A new report to be released Wednesday by the Canadian Centre for Policy Alternatives recommends Ottawa back the U.S. defence: that TC Energy has no legal recourse under North American trade rules, past or present.
“Though the TC Energy dispute pits a Canadian company against the U.S. state, it does not follow that it is in Canada’s interest for TC Energy to prevail,” the report reads.
Rather, it argues, the case represents an important chance for both governments to defend their ability to pursue climate-friendly public policy without being forced to “unjustly” enrich impacted investors.
“The Keystone XL case is a clear example of a company wanting to be compensated for making a risky bet,” wrote senior researcher Stuart Trew and Queen’s University professor Kyla Tienhaara, the report’s co-authors.
The gamble, they say, was on the 2020 re-election of former president Donald Trump, who championed and resurrected the project in 2017 after it had been rejected by the Obama administration two years earlier.
“This bet didn’t play out.”
The dispute is being heard by the International Centre for Settlement of Investment Disputes, a World Bank offshoot based in Washington, D.C., that registers dozens of investor-state clashes from around the globe each year.
At the moment, it’s about jurisdiction: TC Energy wants to apply the now-defunct investor-state dispute settlement mechanism in NAFTA, which expired in 2020, since the project traces its lineage as far back as 2008.
The company hopes to use a three-year grace period for NAFTA disputes that was included in the new USMCA, known in Canada as CUSMA. By the report’s count, some 15 investors including TC Energy lodged their disputes after NAFTA expired but before the grace period ended April 30.
Five of those cases, including Keystone XL, are based on alleged violations of NAFTA rules that occurred after the agreement expired — in TC Energy’s case, Biden’s decision to withdraw the presidential permit in January 2021.
The U.S., however, is arguing that the grace period was not intended as a “sunset clause” for NAFTA disputes, but “an orderly way to resolve prior disputes” that were left outstanding after the deal’s expiration.
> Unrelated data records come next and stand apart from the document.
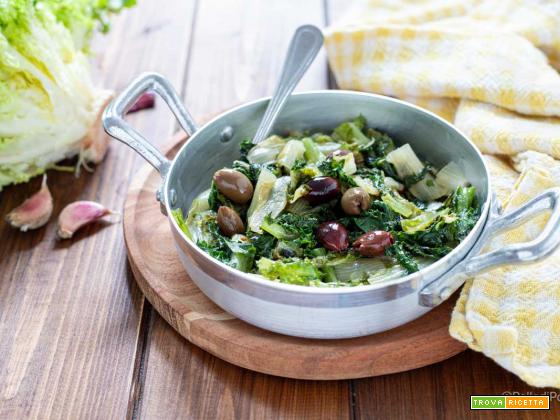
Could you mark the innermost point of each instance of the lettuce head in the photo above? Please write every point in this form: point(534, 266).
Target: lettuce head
point(48, 102)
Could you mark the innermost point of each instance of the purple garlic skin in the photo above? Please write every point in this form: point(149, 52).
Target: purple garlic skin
point(145, 101)
point(34, 212)
point(78, 214)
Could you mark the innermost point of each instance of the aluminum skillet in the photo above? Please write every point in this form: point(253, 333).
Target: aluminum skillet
point(327, 312)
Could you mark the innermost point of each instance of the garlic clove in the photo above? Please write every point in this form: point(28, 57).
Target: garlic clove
point(33, 212)
point(78, 214)
point(95, 143)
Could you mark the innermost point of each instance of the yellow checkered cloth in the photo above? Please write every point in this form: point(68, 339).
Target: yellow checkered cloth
point(489, 66)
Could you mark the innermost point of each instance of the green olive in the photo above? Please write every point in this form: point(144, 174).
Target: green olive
point(229, 221)
point(355, 201)
point(234, 185)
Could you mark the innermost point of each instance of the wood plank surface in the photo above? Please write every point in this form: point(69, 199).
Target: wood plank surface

“The U.S. argues that, had the CUSMA parties wanted to simply extend NAFTA’s investment rules and ISDS procedures for another three years, they would have done so through a boilerplate sunset clause,” the report says.
TC Energy is disputing that interpretation, arguing it hasn’t been floated before and that there is no evidence to suggest that U.S., Canadian and Mexican negotiators envisioned anything other than a sunset clause for resolving disputes.
There is more at stake than just TC Energy’s eye-popping damages claim, the report says: An early dismissal of the suit would mitigate the ongoing cost of the global energy transition, not just for the U.S. but the rest of the planet.
A host of other legacy cases under the USMCA rules are still outstanding, and amount to compensation claims in excess of US$23 billion.
“This is why Canada’s next move, and that of Mexico, is so important,” the report says.
“A win for TC Energy would send a devastating message to countries around the world, most of which cannot afford to finance the transition to clean energy while also paying off the fossil fuel industry.”
Canada has two options to influence the tribunal, the report notes.
One is to work with the U.S. and Mexico on an official, binding interpretation of the rules from the USMCA Free Trade Commission, while the other would be a “non-party submission” directly to the tribunal itself.
“Due to the novelty of the U.S. argument and its fundamental importance to the operation of the CUSMA, a no-show from Canada at this stage of the arbitration would signal to the tribunal that the U.S. position on the legacy provisions is not credible,” the report says.
“It would also demonstrate that the government is more interested in bowing to the interests of the oilpatch than in the correct interpretation of treaties.”